Bilis looked at Jack, an expression of pity on his otherwise serene face. ‘He died in 1941, Jack. They just kept his essence alive. If it makes you feel any better, you chose the right man to love. He was, in every way, a good man.’
Ianto was looking at Jack, but the older man was ignoring him.
‘What has happened to Tosh?’
Holding the book to his chest, Bilis closed his eyes. When he opened them again, he looked almost sympathetic. ‘I’m so sorry,’ he said. ‘She is lost to the Dark.’
‘Not on my watch she isn’t,’ Jack said.
Outside, the assembled crowds, both white-eyed and dark-eyed, took a step in unison towards the house.
‘OK – that’s creepy,’ Ianto said.
‘Saw that in a Michael Jackson video once,’ said Idris. ‘They were zombies, too.’
‘Bilis?’
‘It’s the age-old fight, Jack. Evil versus… Well, there’s such a grey area between good and evil really isn’t there? One man’s demon is another man’s god.’
‘Jack,’ Ianto grabbed his sleeve. ‘I had a dream.’
‘Oh God, it’s Martin Luther King,’ Idris muttered.
‘Is this the time, Ianto?’ Jack wondered.

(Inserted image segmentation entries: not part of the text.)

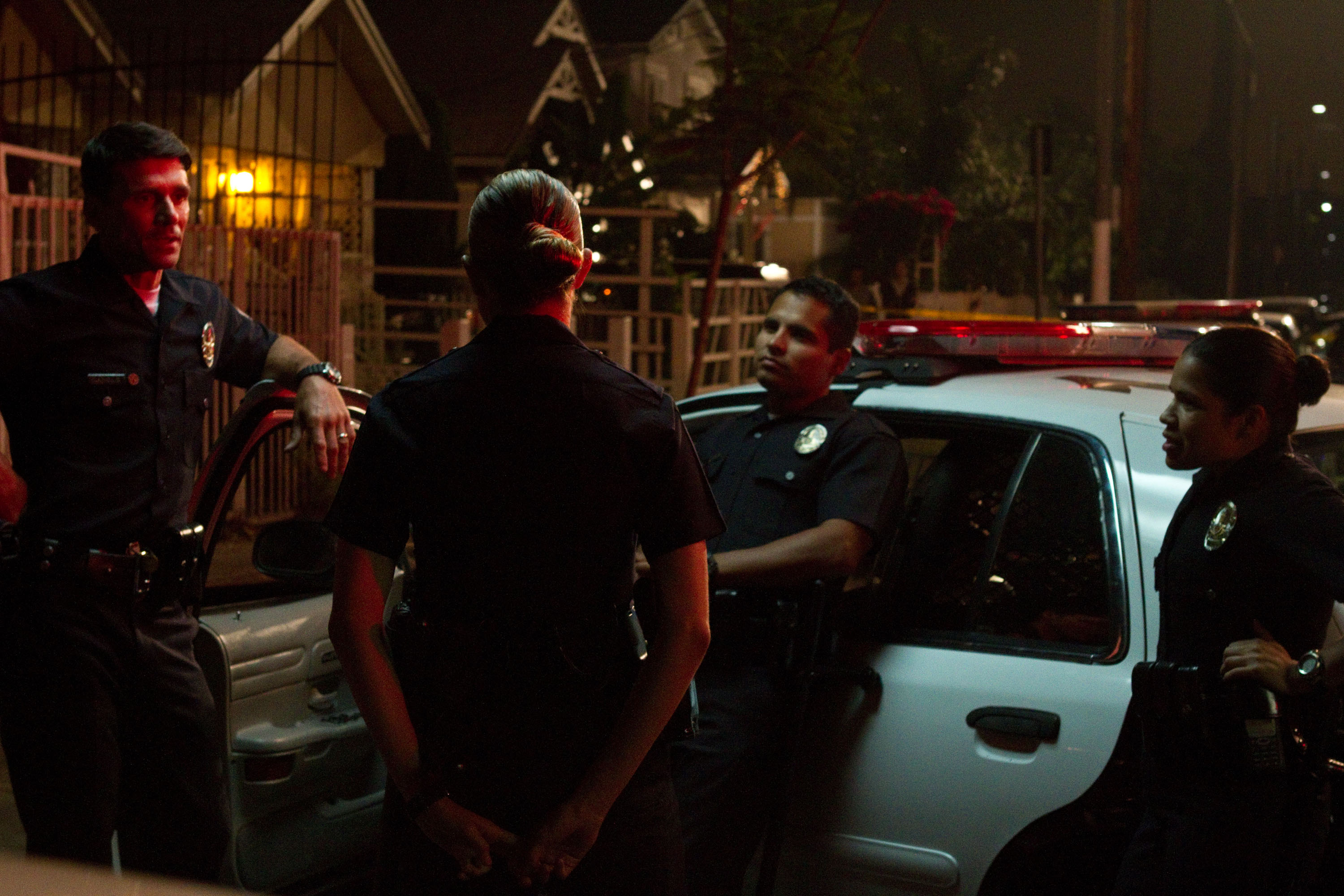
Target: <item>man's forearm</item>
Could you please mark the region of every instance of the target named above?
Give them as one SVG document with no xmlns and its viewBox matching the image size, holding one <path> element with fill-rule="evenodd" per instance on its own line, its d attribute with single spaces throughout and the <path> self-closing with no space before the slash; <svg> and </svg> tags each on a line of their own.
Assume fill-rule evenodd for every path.
<svg viewBox="0 0 1344 896">
<path fill-rule="evenodd" d="M 663 733 L 710 647 L 710 590 L 704 543 L 656 557 L 652 563 L 663 602 L 659 637 L 649 646 L 625 709 L 606 748 L 589 767 L 575 797 L 605 813 Z"/>
<path fill-rule="evenodd" d="M 388 776 L 411 794 L 419 786 L 419 743 L 382 635 L 391 570 L 387 557 L 337 540 L 328 634 Z"/>
<path fill-rule="evenodd" d="M 276 380 L 288 388 L 294 387 L 294 377 L 298 371 L 309 364 L 317 364 L 321 359 L 304 348 L 298 341 L 281 336 L 270 351 L 266 352 L 266 365 L 262 368 L 262 379 Z"/>
<path fill-rule="evenodd" d="M 792 587 L 853 572 L 872 547 L 872 536 L 856 523 L 827 520 L 767 544 L 715 553 L 718 586 Z"/>
</svg>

‘Yes, Jack, it is. Light versus Dark. The lights. There were lights in the Rift storm.’
Jack recalled what he’d seen on top of Ty Stadiwm the night before. He was getting cross, because it kind of tied in with what Bilis had been saying, and Jack’s biggest fear right now was that Bilis was right and this was all a consequence of what he’d done months ago.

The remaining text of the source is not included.